To describe the delay for first-in-minor cancer clinical trials and its relationship with the Food and Drug Administration (FDA) approval. We used ClinicalTrials.gov to create a sample of pediatric-relevant cancer drugs starting efficacy testing in adults from 2006 through 2011. We characterized the delay between first-in-adult efficacy trials and first-in-minor trials. We also assessed the proportion of drugs evaluated in minors that failed to gain approval, the proportions that were not evaluated in minors before receiving the FDA approval, and whether shorter delay was associated with larger effect sizes or greater probability of regulatory approval. Thirty-four percent of the 185 drugs in our cohort were evaluated in minors; the median delay to clinical trials was 4.16years.

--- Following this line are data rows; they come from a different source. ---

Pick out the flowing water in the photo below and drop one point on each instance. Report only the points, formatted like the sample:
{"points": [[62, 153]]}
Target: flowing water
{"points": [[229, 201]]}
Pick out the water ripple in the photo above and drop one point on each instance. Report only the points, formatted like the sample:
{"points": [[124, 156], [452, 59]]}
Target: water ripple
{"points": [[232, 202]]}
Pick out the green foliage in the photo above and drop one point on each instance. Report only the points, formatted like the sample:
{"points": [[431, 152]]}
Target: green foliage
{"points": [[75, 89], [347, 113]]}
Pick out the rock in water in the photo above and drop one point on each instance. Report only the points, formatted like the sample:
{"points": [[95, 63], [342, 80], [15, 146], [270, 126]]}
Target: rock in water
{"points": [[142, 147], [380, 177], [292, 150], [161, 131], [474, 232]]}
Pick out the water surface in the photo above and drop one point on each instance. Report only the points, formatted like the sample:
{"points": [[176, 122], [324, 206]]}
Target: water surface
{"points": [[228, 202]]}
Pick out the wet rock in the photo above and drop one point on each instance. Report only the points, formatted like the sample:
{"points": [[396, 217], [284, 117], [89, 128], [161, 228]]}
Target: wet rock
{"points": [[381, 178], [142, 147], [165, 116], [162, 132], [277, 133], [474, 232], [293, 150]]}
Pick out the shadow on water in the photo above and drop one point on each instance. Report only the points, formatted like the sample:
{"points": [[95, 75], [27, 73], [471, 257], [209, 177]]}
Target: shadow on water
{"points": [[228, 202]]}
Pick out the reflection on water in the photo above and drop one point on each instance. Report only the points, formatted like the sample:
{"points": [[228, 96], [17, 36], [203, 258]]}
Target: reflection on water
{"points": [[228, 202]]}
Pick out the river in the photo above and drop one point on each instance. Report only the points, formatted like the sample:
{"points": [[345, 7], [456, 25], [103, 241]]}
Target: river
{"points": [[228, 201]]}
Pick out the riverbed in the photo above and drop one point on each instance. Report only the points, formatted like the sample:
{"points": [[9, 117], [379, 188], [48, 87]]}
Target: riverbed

Of all drugs, 17% received the FDA approval, 41% of which were never tested in minors before licensing. Of the 153 drugs not attaining approval, 78% were not evaluated in minors. Earlier testing did not significantly predict greater response rates (P=.13). Drugs not attaining regulatory approval were evaluated significantly earlier (3.0 for drugs not approved vs 5.4years delayed testing for approved drugs, P=.019). New cancer drugs were typically evaluated in minors years after adult efficacy evaluation. This delay likely eliminated some drugs lacking desirable pharmacology before pediatric testing. However, some drugs that were eliminated may have had activity in pediatric indications. Approaches for prioritizing drugs for pediatric testing warrants further consideration.